第79話 一方その頃、とある教師は……
「あっ先生!!!」
「おっ、マッソじゃねぇか!」
時は少し前の学園。
「すごい人の流れですね!!」
「そうだな。巻き込まれねぇよにしろよ」
テイチとマッソ・トレーニングが人の渦の中で談笑していた。
「この火事ヤバいですね!!?」
「あぁ。噂じゃあ空から火の玉が降ってきたなんて有るくらいだしな。それも、こんなでかい。」
テイチは腕を体の前で丸くして輪を作り、マッソに見せる。
「マジっすか!!!?」
「所詮は噂…………まぁ、火のねぇところに煙はなんとかっていうし、あながち間違ってなかったりしてな。」
驚きながら尋ねたマッソに、テイチはそんな心配しなくてもとなだめつつ、若干の不安を残した言葉をかける。
「そうで…………!!!」
「グギャアァァァッァァァァァァァアアアアアアアアアアア!!!!!!!!!!!!」
マッソがうんうんと頷いたと同時に、猟奇的な獰猛かつ悲惨な咆哮が轟いた。
「っ!!!ホントなんなんだこれ!!!おいマッソ掴まれ!!」
「は、はい!!!」
その声を聞いて動き始めた人波に飲まれぬよう、テイチは踏ん張りながらマッソへと手を伸ばす。
「ふんっ!!!先生踏ん張って!!!」
「おおっ!!……………………なんか、すまんな。」
その手は生徒たるマッソを守るために伸ばされたのだが、マッソは筋肉大好き人間であり、筋肉ダルマである。

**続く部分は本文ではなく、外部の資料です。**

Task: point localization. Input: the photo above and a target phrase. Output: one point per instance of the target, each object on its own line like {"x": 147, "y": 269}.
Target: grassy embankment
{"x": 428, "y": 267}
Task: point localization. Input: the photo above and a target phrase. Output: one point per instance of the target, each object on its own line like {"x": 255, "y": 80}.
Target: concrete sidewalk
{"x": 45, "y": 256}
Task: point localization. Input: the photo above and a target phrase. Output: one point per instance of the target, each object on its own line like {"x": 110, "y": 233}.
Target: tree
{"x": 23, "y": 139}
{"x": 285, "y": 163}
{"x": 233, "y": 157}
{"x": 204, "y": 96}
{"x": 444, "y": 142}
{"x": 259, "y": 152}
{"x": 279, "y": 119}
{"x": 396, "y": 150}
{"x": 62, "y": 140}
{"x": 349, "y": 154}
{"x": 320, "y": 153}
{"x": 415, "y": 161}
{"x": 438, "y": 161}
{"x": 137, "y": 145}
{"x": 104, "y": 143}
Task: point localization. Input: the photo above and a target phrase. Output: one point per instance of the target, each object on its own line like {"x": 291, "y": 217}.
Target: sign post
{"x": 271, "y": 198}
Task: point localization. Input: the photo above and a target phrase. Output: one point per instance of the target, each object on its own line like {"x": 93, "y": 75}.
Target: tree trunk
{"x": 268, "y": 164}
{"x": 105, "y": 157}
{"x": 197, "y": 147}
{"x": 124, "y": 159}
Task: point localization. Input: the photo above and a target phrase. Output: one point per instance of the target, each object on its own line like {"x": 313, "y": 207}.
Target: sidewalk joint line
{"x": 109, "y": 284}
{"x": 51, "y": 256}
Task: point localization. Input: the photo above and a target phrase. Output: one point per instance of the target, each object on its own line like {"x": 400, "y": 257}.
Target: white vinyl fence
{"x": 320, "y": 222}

そんな彼がこの程度の人波に飲まれるはずもなく、逆にテイチがマッソに引っ張られていた。
そのことが恥ずかしいのか、テイチは頭を掻きながら感謝を述べる。
「いえいえ!ところで、これはなんの声ですか!?魔物ならば、俺も行きたいんですけど!!!!」
「これは多分…………。いや、分からん。ただ、この街にはあの時と違って騎士団も居るし、冒険者ギルドだってある。それに、一応王国で一流とされる学園の先生達もいるからお前は動かなくてもいいだろう。」
鼻息荒く尋ねたマッソの問の答えを、テイチは知っていたが、はぐらかして彼が行かぬように声をかける。
彼は何気に教師として、虎の沼地で生徒であるマッソやフェルン。そして、レストを危険な目に合わせたことに負い目を感じているのだ。

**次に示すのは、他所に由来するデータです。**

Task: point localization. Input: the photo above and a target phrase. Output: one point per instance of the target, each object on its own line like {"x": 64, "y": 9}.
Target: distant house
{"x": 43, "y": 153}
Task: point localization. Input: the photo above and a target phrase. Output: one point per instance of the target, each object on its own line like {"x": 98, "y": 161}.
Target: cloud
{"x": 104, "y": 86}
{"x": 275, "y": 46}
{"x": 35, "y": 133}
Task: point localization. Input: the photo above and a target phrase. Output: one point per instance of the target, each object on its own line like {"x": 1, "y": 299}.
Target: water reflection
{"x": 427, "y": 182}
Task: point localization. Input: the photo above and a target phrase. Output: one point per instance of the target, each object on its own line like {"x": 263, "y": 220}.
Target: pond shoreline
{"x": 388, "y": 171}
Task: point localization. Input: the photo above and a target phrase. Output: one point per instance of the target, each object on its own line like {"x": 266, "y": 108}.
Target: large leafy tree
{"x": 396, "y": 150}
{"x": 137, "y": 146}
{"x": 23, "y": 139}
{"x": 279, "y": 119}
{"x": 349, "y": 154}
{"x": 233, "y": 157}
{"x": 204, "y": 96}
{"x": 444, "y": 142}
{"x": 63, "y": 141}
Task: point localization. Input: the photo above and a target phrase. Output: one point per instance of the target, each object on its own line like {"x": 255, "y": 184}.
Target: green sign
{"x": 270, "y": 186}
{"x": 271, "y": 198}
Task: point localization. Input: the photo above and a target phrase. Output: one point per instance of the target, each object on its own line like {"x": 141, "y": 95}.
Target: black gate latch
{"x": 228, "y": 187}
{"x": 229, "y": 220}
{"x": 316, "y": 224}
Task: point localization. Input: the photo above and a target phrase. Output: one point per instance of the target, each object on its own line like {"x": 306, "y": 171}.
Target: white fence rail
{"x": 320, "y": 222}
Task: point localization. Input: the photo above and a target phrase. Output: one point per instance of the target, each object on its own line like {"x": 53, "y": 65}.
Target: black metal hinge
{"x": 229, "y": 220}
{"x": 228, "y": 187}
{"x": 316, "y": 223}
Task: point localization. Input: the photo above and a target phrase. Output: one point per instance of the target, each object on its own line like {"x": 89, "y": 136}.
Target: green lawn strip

だから、今回は絶対に巻き込まないという彼なりの覚悟の表れである。
「そ、そうですか!!?………でも、人が多いほうが……」
「まぁ、気になるし俺が行ってくる!!!ほら、この人混みじゃガタイがいいお前じゃ動きづらいだろ?それに比べたら、俺は細いし、なにより身のこなしとかわかってるし。なぁ?今回は俺に任せろ!!!そうだ!!俺の荷物をお前に託すから、学園の中で待っててくれ!!な!!?」
マッソが納得できないと首をひねるのを見て、このままでは彼が先走りそうだと、テイチは急いで自分が行くから待っててほしいと早口で捲し立てる。
「…………分かりました!!じゃあ、待ってます!!!」
かなり強引なその言葉に少し引っかかりを覚えたマッソであったが、彼は良くも悪くも切り替えのいい男。
五秒考えて分からんことは一生かけても分からんと、自分を納得させて威勢よく返事をした。
◇ ◇ ◇
「あっぶねぇ………」
頬の汗を腕で拭いながら人混みをかき分ける男がいた。
「マッソのやつが馬鹿で良かった。」
彼は学園の教師テイチ。
マッソに荷物を見守ってほしいという名目で留守番を願った手前、何か渡さなければならないが、鞄なんて持っておらずポッケにも何も入ってなかった彼は荷物という名の上着を託して来た。
「あんなこと言ったけど、俺も人混み嫌いなんだよな。…………はぁ…。」
そんなこと言っても口から出た言葉は守らないと男として駄目だと、テイチは渋々道を進む。
「っ!すみません!」
「気をつけろよ!!!」
時に、前にいたおじさんの足を踏んだり、
「っ!痛ってぇ!!」
「ちゃんと周りを見ていただけるかしら!!?」
「うっせ………。すみませんでした。」
時に、後ろにいた貴婦人に足を踏まれた上濡れ衣を着せられたり、
「っ!!ごめん!!」
「うぇぇええええん!!!!!おじさんにアイス落とされた!!!!」
時に、少年にぶつかって彼の持っていたアイスを落としてしまい弁償したりして、彼は進み続けた。
そしてようやく、
「つっついたぁ………。」
先程から響く声が聞こえてくる街の端まで辿り着いた。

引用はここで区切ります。